O erro notório na apreciação da prova supõe factualidade contrária à lógica e às regras da experiência comum, detectável por qualquer cidadão de mediana formação cultural.”

Constituindo um erro da decisão (e não de julgamento), a declaração do vício emana da apreciação, com convocação, se necessário, das regras de experiência comum, do texto da decisão, em particular da matéria de facto (provada e não provada) e dos respetivos fundamentos.

Mas a expurgação do vício, pela modificação da matéria de facto, quando não houver lugar a decisão em matéria de facto, exige a presença no processo de toda a prova que sustentou a decisão recorrida.

O Acórdão identifica e reconhece o vício e declara que:

No, entanto, como resulta do disposto no nº 1 do art.º 426º do C. P. Penal a ocorrência dos vícios do art.º 410 nº 2 do CPP apenas importam o reenvio do processo para novo julgamento, se não for possível decidir a causa, isto é, se o tribunal de recurso não estiver em poder de todos os elementos necessários para corrigir o vício.”

Afirmou este Tribunal, recentemente[2]:

“Não tendo havido recurso em matéria de facto da decisão da 1.ª instância, nos termos do disposto no artigo 412.º, n.º 3, do CPP, nem renovação da prova, que depende sempre do recurso em matéria de facto e de pedido (artigos 411.º, n.º, 5, 412.º, n.º 3, al. c), 423.º, n.º 2 e 430.º do CPP), o Tribunal da Relação apenas pode modificar a matéria de facto “se do processo constarem todos os elementos de prova que lhe serviram de base” (al. a) do artigo 431.º do CPP) (neste sentido, designadamente, os acórdãos deste Supremo Tribunal de 30.1.2002 (Armando Leandro), Proc. 3264/01-3.ª, apud Vinício Ribeiro, Código de Processo Penal, Notas e Comentários, 3.ª ed.,  Quid Juris, 2020, p. 1067-1068, de 23.3.2006 (Santos Carvalho), Proc. 06)547, em www.dgsi.pt, e de 24.5.2018 (Carlos Almeida), Proc. 632/13.7PARGR.L2.S1, apud Henriques Gaspar et alii, cit., 3.ª ed., p. 1384) .

Havendo arguição de vício do artigo 410.º, n.º 2, do CPP – o que parece ter sido aceite – o Tribunal da Relação deve verificar se “é possível decidir da causa” (artigo 426.º, n.º 1, do CPP) com os elementos de prova que constam do processo, excluindo a documentação (gravação) da prova em audiência.

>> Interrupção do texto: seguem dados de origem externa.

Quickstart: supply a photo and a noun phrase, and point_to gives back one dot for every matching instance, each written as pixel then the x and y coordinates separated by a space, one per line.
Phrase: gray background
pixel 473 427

Não sendo tais elementos de prova suficientes para o efeito, não pode o Tribunal da Relação proceder à sanação do vício; neste caso deve o Tribunal da Relação ordenar o reenvio do processo para novo julgamento, nos termos do artigo 426.º, n.º 1, do CPP (assim, Pinto de Albuquerque, Comentário do CPP, p. 1184-1185, e Pereira Madeira, CPP Comentado, p. 1363, e os acórdãos de 21.3.2018, Proc. 1188/15.1PHLRS.L1.S1, e de 24.2.2016, Proc. 502/08.0GEALR.E1.S1).

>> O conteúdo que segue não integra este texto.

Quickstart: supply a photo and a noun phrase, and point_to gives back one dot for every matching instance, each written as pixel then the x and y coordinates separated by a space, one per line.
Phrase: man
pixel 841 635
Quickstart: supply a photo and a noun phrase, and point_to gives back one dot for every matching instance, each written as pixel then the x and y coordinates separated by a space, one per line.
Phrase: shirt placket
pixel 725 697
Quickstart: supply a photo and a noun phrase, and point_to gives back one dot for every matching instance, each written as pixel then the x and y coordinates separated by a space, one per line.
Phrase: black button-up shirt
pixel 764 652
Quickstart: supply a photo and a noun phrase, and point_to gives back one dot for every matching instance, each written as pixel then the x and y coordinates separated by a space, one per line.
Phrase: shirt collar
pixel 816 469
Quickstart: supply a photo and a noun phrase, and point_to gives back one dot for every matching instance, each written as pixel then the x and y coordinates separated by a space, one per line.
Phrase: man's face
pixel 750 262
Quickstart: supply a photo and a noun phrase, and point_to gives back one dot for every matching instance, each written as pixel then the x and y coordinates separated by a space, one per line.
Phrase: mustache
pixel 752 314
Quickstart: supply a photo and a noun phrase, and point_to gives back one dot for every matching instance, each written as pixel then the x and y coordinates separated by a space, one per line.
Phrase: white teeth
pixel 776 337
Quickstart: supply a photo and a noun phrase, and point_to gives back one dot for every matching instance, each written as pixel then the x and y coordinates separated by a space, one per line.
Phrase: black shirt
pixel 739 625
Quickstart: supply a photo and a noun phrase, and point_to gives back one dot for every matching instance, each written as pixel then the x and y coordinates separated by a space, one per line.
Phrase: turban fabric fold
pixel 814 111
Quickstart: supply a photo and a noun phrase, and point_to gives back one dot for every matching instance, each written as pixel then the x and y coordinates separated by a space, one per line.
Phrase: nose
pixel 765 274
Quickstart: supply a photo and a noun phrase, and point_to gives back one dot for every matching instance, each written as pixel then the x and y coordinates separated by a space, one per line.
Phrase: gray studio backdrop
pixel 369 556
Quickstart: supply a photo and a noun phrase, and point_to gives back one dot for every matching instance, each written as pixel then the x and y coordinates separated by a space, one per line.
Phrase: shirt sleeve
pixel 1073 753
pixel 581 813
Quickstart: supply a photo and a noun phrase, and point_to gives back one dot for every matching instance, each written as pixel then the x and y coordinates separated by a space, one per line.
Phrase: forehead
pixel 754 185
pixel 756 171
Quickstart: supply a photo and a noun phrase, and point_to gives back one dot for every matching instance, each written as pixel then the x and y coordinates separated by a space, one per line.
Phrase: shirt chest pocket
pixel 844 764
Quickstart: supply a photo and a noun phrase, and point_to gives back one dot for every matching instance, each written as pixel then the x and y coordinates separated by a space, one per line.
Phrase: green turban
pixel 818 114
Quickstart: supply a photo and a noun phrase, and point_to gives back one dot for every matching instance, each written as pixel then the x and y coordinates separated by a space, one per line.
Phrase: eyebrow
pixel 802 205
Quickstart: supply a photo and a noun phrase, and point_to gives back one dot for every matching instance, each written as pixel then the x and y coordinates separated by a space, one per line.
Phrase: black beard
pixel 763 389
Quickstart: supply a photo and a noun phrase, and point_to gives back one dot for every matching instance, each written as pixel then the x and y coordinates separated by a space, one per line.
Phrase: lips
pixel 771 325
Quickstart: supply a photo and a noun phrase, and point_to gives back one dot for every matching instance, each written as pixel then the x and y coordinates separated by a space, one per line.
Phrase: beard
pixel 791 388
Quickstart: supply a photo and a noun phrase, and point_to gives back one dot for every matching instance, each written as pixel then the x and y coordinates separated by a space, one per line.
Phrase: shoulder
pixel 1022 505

Dois momentos de decisão aqui se identificam (id., ibid.): o da deteção e aferição do vício – que, embora em termos imperfeitos, se mostra efetuada – e o de sanação do vício, com base num juízo prévio sobre a suficiência das provas necessárias para essa finalidade – as provas existentes no processo, a apreciar criticamente.”

No caso, o requisito legal de modificabilidade, da al. a) do art. 431.º do CPP, mostra-se no limite do cumprimento, sem que, contudo, tenha ocorrido, de modo claro, uma expressão do primeiro momento decisório.

No entanto, são identificados os elementos de prova indispensáveis à decisão de alteração da matéria de facto, revelando-se, assim, a base da decisão.

Em razão do exposto, consideramos não se extrair, do texto da decisão recorrida, a verificação da nulidade prevista na al. c) do n.º 2 do artigo 379.º, em razão da violação do disposto na al. c), do n.º 2, do artigo 410.º, ambos do CPP.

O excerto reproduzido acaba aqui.